Je veux que ma musique suscite une émotion, qu’il y ait une histoire, des chapitres dans chaque chanson. En même temps, je veux qu’elle soit dynamique, dense. Et intéressante. Pour tout dire, j’aime qu’on ait besoin d’écouter plusieurs fois un de mes morceaux pour distinguer tous les éléments, toutes les nuances ! En 2010, j’ai eu plusieurs chocs musicaux, comme les anglais de Firecracker, ou MCDE. Ce sont ces artistes qui m’ont poussé à creuser cette direction et à créer S3A.


ItinéraireBis : tu t’es orienté ensuite vers un style rave et acide très anglais en signant une série de chansons intitulées “The Ravist”. Que représente pour toi la culture rave justement ? A-t-elle un rôle à jouer avec les actualités du moment ?

S3A : j’ai toujours eu ces influences dans ma musique. Mon premier morceau pour Concrete par exemple s’appelait « The Ravist » , mon morceau sur la compilation du « Sampler des Copains » de Pablo Valentino s’appelait « Ravist Face », même mon remixe pour Laurent Garnier s’appelait comme ça. C’est vrai que l’analogie avec la situation d’aujourd’hui peut sembler bonne ! Les fêtes d’aujourd’hui sont par définition des raves puisque non autorisées…

Après je dois avouer que je ne suis pas fan de toute la musique issue de ce revival des années 90. Les années 90, je les ai vécu, j’ai déjà écouté cette musique, et, faut le dire : il y avait quand même pas mal de trucs à chier. Et ce n’est pas parce que 30 ans ont passé que j’aime plus ces choses là aujourd’hui. Je dois avouer ne pas être trop dans ce côté post-gabber, transe, tout ça.


ItinéraireBis : le pont est parfait pour parler de ton prochain EP “The Ravist” qui est sorti le 12 février dernier sur le nouveau label Community Center de Pasteur Charles. Ta première sortie 100% The Ravist. Raconte-nous un peu coulisses de ce projet. Quel rapport entretiens-tu avec Pasteur Charles ?

Avec Charles nous nous connaissons depuis quelques années, et le coup de foudre s’est fait au point de vue de la musique, comme souvent. J’adorais ce qui jouait, comme on peut s’en douter par rapport à mon vécu, et il me suivait depuis un moment. Comme je t’ai dit, j’ai toujours fait des morceaux comme ça.

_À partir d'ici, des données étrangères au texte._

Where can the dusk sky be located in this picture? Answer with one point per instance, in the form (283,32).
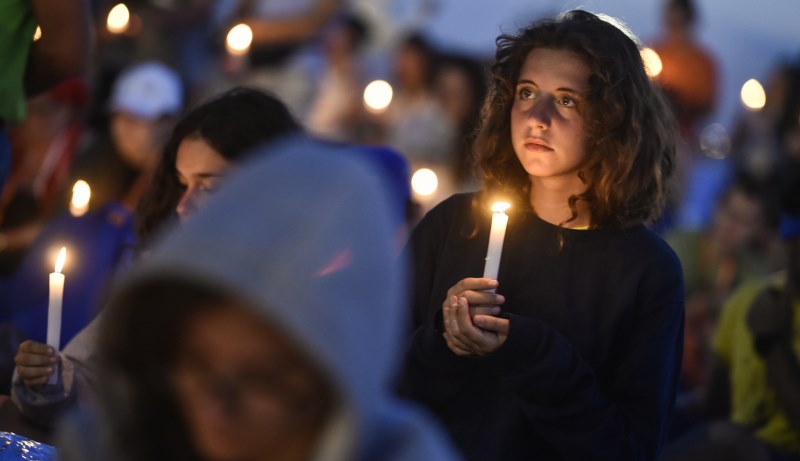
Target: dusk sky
(747,37)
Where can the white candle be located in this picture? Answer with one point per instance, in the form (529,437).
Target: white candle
(54,305)
(496,236)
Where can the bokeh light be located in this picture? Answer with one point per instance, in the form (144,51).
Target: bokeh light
(118,19)
(378,96)
(81,193)
(239,39)
(753,95)
(652,62)
(715,142)
(424,182)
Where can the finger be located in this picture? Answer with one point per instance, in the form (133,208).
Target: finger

Au moment où nous avons décidé de faire ce EP, le plus dure était de choisir les meilleurs morceaux les plus cohérents et efficaces.

Je suis super content que ce disque sorte, il représente bien cette recherche de nostalgie qui a pu nous rassurer durant toute cette dernière année… je suis content des morceaux, je suis content du label et du travail que Charles effectue tous les jours ! Et j’en profite pour remercier tout le monde pour le support. Ca a été la seule chose qui n’a jamais défailli et c’est franchement important pour supporter tout ça depuis mars dernier


ItinéraireBis : dans quel état d’esprit as-tu produit cet EP ? Quelles sont tes habitudes quand tu produits ?

S3A : j’ai tellement baigné dans cette musique, je l’ai tellement adulé, que je dois dire que c’est un style que je fais facilement… Il faut juste avoir le jus et l’énergie pour savoir la transmettre !

J’ai une routine assez stricte pour faire les morceaux. J’ai toujours beaucoup travaillé les samples et pour ce disque ça n’a pas vraiment changé. C’est essentiellement un mélange de sample, et de boîte à rythmes / synthés rajoutés en direct durant l’enregistrement. D’ailleurs, aucun VST n’a été utilisé. Tous les samples (sample cds du debut des annes 90 / u220 roland / Jv1080 roland) sont soit passés dans un sampler 16 bits soit downsamplé pour garder le côté cheap et incisif. Le bonheur quoi !


ItinéraireBis : quels sont les artistes français que tu suis de près en ce moment ?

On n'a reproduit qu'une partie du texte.